Re: [RFC bpf-next 3/4] bpftool: introduce "prog profile" command

From: Alexei Starovoitov <alexei.starovoitov@gmail.com>
To: Song Liu <songliubraving@fb.com>
Cc: netdev@vger.kernel.org, bpf@vger.kernel.org, kernel-team@fb.com,
	ast@kernel.org, daniel@iogearbox.net
Subject: Re: [RFC bpf-next 3/4] bpftool: introduce "prog profile" command
Date: Fri, 14 Feb 2020 16:45:02 -0800	[thread overview]
Message-ID: <20200215004500.gs3ylstfo3aksfbp@ast-mbp> (raw)
In-Reply-To: <20200213210115.1455809-4-songliubraving@fb.com>

On Thu, Feb 13, 2020 at 01:01:14PM -0800, Song Liu wrote:
> With fentry/fexit programs, it is possible to profile BPF program with
> hardware counters. Introduce bpftool "prog profile", which measures key
> metrics of a BPF program.
> 
> bpftool prog profile command creates per-cpu perf events. Then it attaches
> fentry/fexit programs to the target BPF program. The fentry program saves
> perf event value to a map. The fexit program reads the perf event again,
> and calculates the difference, which is the instructions/cycles used by
> the target program.
> 
> Example input and output:
> 
>   ./bpftool prog profile 20 id 810 cycles instructions
>   cycles: duration 20 run_cnt 1368 miss_cnt 665
>           counter 503377 enabled 668202 running 351857
>   instructions: duration 20 run_cnt 1368 miss_cnt 707
>           counter 398625 enabled 502330 running 272014
> 
> This command measures cycles and instructions for BPF program with id
> 810 for 20 seconds. The program has triggered 1368 times. cycles was not
> measured in 665 out of these runs, because of perf event multiplexing
> (some perf commands are running in the background). In these runs, the BPF
> program consumed 503377 cycles. The perf_event enabled and running time
> are 668202 and 351857 respectively.

if (diff.enabled > diff.running) increment miss_cnt.
Why show this to users?
I think 'miss_cnt' the users will interpret as data is bogus,
but it only means that the counter was multiplexed.
The data is still accurate, no?
This condition will probably be hit fairly often, no?
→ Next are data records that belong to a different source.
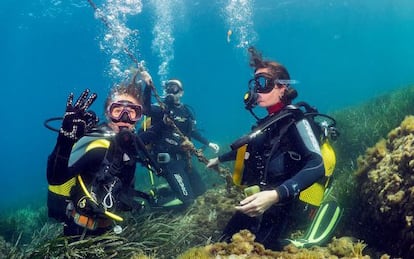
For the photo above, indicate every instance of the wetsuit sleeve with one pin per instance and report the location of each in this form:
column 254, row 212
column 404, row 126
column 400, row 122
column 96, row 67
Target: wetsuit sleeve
column 147, row 100
column 313, row 168
column 58, row 169
column 197, row 136
column 229, row 156
column 57, row 164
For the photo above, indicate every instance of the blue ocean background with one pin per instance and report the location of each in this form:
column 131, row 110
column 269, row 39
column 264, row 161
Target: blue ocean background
column 342, row 52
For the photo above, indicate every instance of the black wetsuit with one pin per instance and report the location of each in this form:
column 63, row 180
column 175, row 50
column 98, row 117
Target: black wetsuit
column 288, row 166
column 183, row 178
column 99, row 168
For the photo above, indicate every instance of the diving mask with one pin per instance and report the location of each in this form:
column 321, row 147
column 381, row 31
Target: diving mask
column 124, row 111
column 264, row 83
column 172, row 89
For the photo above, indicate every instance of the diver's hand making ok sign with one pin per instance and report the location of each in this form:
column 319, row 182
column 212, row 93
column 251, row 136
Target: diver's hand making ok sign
column 77, row 119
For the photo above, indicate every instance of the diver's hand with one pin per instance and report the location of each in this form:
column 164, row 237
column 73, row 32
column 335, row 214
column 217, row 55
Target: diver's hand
column 214, row 146
column 256, row 204
column 146, row 77
column 213, row 162
column 77, row 119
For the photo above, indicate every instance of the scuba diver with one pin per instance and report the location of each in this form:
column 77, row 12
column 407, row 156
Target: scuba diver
column 91, row 170
column 280, row 158
column 174, row 126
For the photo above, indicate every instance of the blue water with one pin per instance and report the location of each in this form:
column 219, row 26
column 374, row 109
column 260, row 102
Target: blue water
column 342, row 52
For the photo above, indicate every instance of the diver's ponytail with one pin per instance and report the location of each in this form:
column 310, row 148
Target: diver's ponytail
column 290, row 94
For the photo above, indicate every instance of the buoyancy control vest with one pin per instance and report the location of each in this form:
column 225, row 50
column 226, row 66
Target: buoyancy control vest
column 323, row 127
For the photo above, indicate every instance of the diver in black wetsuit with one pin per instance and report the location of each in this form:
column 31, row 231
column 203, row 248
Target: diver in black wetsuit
column 282, row 159
column 91, row 178
column 168, row 146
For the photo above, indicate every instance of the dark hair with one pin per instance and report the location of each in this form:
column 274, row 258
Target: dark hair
column 131, row 88
column 277, row 70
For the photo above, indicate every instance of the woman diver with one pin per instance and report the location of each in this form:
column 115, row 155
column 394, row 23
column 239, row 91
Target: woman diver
column 280, row 161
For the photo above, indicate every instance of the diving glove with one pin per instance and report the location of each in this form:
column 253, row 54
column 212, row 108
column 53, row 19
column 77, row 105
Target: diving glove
column 214, row 147
column 77, row 119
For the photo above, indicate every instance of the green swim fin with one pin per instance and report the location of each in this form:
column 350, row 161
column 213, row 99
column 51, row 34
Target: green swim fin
column 322, row 226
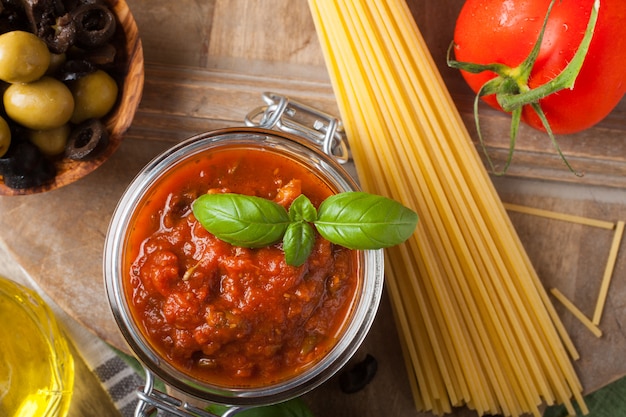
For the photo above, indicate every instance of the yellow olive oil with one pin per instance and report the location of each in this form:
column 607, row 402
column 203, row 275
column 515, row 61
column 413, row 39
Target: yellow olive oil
column 36, row 367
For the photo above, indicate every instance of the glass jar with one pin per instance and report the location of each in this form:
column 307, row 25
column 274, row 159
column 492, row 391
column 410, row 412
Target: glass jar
column 356, row 324
column 36, row 366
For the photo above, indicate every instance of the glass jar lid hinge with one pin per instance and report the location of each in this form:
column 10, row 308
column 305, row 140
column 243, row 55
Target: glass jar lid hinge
column 288, row 115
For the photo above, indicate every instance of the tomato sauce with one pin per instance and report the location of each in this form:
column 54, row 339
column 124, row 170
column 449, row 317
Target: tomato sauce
column 227, row 315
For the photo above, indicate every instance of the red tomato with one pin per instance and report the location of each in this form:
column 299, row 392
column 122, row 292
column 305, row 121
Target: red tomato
column 505, row 31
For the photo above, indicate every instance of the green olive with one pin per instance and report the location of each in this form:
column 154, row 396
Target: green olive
column 51, row 142
column 23, row 57
column 41, row 105
column 94, row 96
column 5, row 137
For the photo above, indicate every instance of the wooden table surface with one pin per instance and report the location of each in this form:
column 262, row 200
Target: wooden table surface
column 207, row 64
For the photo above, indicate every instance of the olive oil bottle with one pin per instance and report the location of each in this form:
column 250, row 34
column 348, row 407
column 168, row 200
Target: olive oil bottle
column 36, row 366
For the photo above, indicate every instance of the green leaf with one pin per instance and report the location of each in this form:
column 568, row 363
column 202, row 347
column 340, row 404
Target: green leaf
column 359, row 220
column 291, row 408
column 242, row 220
column 302, row 209
column 298, row 243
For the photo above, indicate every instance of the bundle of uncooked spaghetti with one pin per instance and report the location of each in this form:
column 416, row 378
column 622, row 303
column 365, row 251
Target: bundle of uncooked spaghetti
column 476, row 324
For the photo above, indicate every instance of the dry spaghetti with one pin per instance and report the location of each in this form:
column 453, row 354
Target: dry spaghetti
column 477, row 327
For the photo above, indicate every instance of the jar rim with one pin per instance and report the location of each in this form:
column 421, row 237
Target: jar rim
column 353, row 333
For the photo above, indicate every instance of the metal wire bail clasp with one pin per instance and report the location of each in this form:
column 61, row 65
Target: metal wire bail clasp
column 290, row 116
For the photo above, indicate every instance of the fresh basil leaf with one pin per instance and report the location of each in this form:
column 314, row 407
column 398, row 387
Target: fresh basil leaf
column 291, row 408
column 359, row 220
column 302, row 209
column 242, row 220
column 298, row 243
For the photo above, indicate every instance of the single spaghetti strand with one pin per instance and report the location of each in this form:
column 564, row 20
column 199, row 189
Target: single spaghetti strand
column 426, row 158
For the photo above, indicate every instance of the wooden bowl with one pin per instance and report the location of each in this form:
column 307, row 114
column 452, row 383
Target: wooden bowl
column 130, row 77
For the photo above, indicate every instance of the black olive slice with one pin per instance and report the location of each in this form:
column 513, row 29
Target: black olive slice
column 49, row 22
column 87, row 140
column 75, row 69
column 24, row 166
column 95, row 24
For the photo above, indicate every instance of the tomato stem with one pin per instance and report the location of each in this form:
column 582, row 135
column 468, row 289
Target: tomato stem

>  tools/bpf/bpftool/profiler.skel.h         | 820 ++++++++++++++++++++++

I think bpftool needs to be build twice to avoid this.

Could you change the output format to be 'perf stat' like:
         55,766.51 msec task-clock                #    0.996 CPUs utilized
             4,891      context-switches          #    0.088 K/sec
                31      cpu-migrations            #    0.001 K/sec
         1,806,065      page-faults               #    0.032 M/sec
   166,819,295,451      cycles                    #    2.991 GHz                      (50.12%)
   251,115,795,764      instructions              #    1.51  insn per cycle           (50.10%)

Also printing 'duration' is unnecessary. The user specified it at the command
line and it doesn't need to be reported back to the user.
Can you also make it optional? Until users Ctrl-C's bpftool ?
So it may look like:
$ ./bpftool prog profile id 810 cycles instructions
             1,368      run_cnt
           503,377      cycles
           398,625      instructions         # 0.79 insn per cycle

Computing additional things like 'insn per cycle' do help humans to
pay attention the issue. Like <1 ipc is not great and the next step
would be to profile this program for cache misses.